The bright side of getting attacked by a Cyclops is only having to use half the pepper spray.
My wife is great at multitasking. She can be mad at me for five different things at the same time.
John: we need a new word for foolishness
Tom: How about johnfoolery lol
John: Ok that’s definitely what I’m writing down
I can count on one hand the number of times I’ve visited Chernobyl… it’s 14
I’m getting arthritis in my pinky finger which is making it painful to drink tea in my upper-class social circles.
[Comes home and wife is laying in bed with Another Man]
“Hey”
Hi
“Can I ask you something?”
Yup
“Why’d you name the dog ‘Another Man’ babe?”
[army training]
Sergeant: dude you gotta stop crying
Me, sobbing uncontrollably: this is torture
Sergeant: everyone has to make their own bed
When someone tells me they’re a doctor or an engineer all I can think is: “wow your parents must’ve yelled at you to do your homework a lot”

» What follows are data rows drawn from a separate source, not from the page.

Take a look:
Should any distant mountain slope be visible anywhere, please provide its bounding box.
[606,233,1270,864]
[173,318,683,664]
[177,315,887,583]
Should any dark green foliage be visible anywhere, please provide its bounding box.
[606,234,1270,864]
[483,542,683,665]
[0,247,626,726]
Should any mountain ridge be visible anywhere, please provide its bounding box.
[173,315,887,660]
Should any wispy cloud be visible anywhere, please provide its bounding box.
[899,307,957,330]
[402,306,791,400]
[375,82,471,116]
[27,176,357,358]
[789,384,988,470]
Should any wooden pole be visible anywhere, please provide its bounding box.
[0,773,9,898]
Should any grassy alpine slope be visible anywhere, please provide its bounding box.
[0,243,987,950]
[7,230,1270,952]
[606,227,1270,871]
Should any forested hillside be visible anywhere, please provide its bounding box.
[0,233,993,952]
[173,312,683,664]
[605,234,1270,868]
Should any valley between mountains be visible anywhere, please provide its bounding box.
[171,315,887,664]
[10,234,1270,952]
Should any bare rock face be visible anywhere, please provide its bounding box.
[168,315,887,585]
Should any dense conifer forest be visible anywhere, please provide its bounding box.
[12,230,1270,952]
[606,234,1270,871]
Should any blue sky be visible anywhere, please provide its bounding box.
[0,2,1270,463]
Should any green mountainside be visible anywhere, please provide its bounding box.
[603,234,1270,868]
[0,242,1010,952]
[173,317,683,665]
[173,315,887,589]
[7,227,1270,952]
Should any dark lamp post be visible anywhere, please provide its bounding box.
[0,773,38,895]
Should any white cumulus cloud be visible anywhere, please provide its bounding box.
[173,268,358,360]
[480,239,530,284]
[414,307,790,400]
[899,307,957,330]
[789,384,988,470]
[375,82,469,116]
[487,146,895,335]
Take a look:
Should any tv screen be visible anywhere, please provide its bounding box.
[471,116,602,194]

People are like plastic bags: Some are meant to fly, some have holes — but are still useful — and, well, others are full of dog shit.
[Wedding Day]
FIANCÉE: omg it’s today!
ME: it’s always today, janet
My kids heard, “Sorry. Life is over as you know it. May as well curl up and die.” What she said was, “Sorry, our shake machine is down.”
What do you call a Magician without any magic?
Ian.
Me: One of us drank the last cup of coffee and there isn’t any more.
Partner: One of us?
Me: I wasn’t going to mention names because that won’t solve anything.
Tried to text “playa” but it changed it to “player”
I must have the white iPhone.
“Can I buy you a drink?”
“I’d rather just have the money”
mechanic: it looks like something was repeatedly shoved in and out of the tailpipe?
optimus prime: haha, I wouldn’t—I don’t know anything about that
me: do you mind i can’t go with other people in the room
cellmate: buddy i don’t know what to tell you
I’m not a religious person but I am thankful that God didn’t make spiders that fly.
I accidentally relaxed my shoulders at work today and shapeshifted into a doormat.
[phone rings]
Guy: is your refrigerator running?
Me: yes my refrigerator is runn-
Fridge [grabs phone]: hello? Yeah actually I do crossfit
when you smoosh the tiny bar of soap into the big bar of soap and make them one soap
I just typed “relationship” and it came up “delusional” on my phone. First time I realized my phone really is smart.